Il faut évidemment se méfier des résistants de la dernière minute, ceux qui, en 1944, alors que la défaite allemande n’était plus qu’une question de temps, retournent leur veste et s’engagent dans des réseaux de résistance. Ceux-là peuvent très bien avoir joué pendant la guerre un rôle proéminent dans la collaboration, à Radio Paris ou dans la Continental.

Des combattants ? Il y a eu Robert Lynen, qui était l’enfant chéri du cinéma français, depuis son interprétation de Poil de Carotte dans le film de Julien Duvivier, aux côtés d’Harry Baur. Robert Lynen a dès 1940 (il avait 20 ans) eu des activités de résistance. Il fait partie du réseau Alliance, sera arrêté en 1943, torturé, transféré en Allemagne, condamné à mort et exécuté en avril 1944, quelques mois après la mort de Harry Baur, torturé par la Gestapo. Françoise Rosay a fait de la Résistance, a failli être arrêtée, s’est enfuie en Tunisie, puis à Londres, puis en Suisse où elle a rejoint son mari Jacques Teyder qui lui aussi a fui la France occupée, comme Michèle Morgan qui aurait pu être l’étoile de ces années de guerre, a préféré fuir la France, comme Joséphine Baker qui, sous couleur d’une tournée, est restée au Maroc, je crois et a servi dans les Forces Françaises Libres.

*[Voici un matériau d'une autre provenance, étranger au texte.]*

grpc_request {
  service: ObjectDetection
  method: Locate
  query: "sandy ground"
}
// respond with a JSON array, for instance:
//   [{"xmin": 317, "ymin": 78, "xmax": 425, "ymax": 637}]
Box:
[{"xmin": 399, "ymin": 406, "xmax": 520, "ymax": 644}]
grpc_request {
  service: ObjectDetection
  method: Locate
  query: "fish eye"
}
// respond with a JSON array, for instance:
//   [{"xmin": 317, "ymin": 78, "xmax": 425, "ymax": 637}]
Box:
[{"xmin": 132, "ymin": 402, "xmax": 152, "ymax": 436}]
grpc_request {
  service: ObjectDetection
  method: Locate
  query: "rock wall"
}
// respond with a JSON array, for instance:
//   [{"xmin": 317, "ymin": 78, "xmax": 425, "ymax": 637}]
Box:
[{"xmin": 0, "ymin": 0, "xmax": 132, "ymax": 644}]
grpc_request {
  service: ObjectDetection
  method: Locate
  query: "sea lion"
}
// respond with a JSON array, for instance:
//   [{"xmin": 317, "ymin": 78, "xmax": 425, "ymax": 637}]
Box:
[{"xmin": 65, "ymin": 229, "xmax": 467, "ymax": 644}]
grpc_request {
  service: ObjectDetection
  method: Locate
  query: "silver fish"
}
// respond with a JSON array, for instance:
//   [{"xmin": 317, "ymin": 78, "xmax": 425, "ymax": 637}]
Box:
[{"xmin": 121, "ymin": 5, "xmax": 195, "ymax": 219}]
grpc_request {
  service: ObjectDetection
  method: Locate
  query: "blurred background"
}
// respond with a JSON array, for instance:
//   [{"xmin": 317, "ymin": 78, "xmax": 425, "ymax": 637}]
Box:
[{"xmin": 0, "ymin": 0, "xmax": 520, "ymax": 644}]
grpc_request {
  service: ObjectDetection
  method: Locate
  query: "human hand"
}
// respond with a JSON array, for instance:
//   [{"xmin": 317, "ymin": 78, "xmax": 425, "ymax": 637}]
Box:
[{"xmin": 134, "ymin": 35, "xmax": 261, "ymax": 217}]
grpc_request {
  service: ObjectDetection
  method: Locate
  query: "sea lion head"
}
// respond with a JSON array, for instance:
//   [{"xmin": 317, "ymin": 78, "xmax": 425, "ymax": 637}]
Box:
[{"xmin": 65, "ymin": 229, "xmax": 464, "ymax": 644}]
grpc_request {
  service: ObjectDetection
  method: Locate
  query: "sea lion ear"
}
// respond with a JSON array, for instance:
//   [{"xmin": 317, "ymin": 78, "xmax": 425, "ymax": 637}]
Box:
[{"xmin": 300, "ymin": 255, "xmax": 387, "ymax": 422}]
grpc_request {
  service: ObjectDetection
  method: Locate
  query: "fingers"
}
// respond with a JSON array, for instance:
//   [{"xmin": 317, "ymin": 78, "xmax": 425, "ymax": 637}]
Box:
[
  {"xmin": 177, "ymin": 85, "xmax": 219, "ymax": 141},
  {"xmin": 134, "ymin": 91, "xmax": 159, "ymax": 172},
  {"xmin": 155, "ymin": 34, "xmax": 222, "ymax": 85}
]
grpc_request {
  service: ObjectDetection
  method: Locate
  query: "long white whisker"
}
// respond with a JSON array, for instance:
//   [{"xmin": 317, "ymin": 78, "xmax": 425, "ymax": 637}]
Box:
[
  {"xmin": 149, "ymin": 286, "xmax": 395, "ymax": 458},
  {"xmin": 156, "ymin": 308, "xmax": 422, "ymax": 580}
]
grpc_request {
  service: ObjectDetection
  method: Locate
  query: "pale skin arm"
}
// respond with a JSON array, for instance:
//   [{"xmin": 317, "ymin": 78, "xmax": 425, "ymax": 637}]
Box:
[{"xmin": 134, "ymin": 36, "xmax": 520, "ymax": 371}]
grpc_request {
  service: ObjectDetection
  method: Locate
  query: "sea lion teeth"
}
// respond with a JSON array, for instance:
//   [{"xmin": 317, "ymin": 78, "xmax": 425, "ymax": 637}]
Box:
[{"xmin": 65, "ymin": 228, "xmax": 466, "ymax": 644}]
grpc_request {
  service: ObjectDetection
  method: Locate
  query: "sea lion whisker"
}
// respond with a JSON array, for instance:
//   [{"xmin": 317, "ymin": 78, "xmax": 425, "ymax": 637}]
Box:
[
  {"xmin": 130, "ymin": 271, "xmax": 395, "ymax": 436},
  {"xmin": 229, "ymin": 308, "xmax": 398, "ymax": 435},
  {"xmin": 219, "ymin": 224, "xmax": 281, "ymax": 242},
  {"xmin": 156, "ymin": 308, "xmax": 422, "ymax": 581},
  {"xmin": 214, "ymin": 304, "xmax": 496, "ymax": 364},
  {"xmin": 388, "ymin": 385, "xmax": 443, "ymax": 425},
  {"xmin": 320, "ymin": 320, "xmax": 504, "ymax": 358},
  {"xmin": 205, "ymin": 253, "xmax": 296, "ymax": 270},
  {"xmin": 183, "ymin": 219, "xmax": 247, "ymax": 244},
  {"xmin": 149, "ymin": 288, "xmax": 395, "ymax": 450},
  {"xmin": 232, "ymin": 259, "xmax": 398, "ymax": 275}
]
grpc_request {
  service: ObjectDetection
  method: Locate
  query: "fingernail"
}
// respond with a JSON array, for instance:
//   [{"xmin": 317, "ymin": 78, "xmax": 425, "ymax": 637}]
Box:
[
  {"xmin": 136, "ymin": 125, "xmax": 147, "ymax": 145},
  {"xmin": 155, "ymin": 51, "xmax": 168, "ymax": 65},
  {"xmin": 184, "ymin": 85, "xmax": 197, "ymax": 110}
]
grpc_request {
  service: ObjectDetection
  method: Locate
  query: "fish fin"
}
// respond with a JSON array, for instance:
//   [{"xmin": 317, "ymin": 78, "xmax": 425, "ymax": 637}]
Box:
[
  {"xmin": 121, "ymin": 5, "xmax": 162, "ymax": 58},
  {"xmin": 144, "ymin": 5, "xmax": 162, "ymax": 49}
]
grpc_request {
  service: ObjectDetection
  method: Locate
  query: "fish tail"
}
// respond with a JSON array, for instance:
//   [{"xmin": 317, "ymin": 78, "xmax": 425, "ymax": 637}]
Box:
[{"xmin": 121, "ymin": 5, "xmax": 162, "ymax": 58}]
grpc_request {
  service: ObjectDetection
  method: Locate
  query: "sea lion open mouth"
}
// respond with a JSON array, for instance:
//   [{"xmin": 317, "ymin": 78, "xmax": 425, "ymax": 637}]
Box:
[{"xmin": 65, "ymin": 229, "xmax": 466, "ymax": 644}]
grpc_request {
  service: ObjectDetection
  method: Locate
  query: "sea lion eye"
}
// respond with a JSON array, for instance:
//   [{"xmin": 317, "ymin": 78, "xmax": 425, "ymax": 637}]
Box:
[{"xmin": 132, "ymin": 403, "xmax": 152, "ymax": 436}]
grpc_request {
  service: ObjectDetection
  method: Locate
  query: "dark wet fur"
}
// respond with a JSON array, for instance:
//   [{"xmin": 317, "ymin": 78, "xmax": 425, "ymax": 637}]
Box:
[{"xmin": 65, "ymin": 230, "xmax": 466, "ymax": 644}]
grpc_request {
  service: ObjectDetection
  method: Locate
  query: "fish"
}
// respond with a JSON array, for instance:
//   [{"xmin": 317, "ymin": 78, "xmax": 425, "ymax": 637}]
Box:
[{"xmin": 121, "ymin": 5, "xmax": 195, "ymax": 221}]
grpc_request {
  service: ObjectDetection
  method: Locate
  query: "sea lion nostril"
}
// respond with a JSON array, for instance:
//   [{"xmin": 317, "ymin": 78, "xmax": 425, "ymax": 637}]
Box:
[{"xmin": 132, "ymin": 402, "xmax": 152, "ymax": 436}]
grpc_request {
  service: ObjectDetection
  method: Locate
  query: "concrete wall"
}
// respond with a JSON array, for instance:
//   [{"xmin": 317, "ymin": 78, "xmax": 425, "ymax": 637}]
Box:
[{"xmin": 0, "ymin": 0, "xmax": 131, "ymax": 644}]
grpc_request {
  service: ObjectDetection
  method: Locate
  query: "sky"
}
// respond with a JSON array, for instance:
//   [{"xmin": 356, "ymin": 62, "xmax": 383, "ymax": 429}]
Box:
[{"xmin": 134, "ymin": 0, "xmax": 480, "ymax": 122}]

On ne parle pas assez souvent des activités politiques d’Henri Bernstein pendant la guerre. De New York, il a énormément combattu par ses articles et ses conférences, en soutenant de Gaulle. Comme Jean-Pierre Aumont ou Dalio, il n’avait pas vraiment le choix, parce que Juif, mais il aurait pu choisir de s’enfermer, aux Etats-Unis, dans la tour d’ivoire de sa création. Ida Rubinstein elle-aussi à la fois productrice, danseuse et actrice (Jeanne d’Arc au bûcher de Claudel, Boléro de Ravel ont été écrits par elle) a très activement soutenu de Gaulle pendant l’Occupation.

Yehuda Moraly, Révolution au Paradis : Représentations voilées du juif dans le cinéma de la France occupée. Editions Elkana.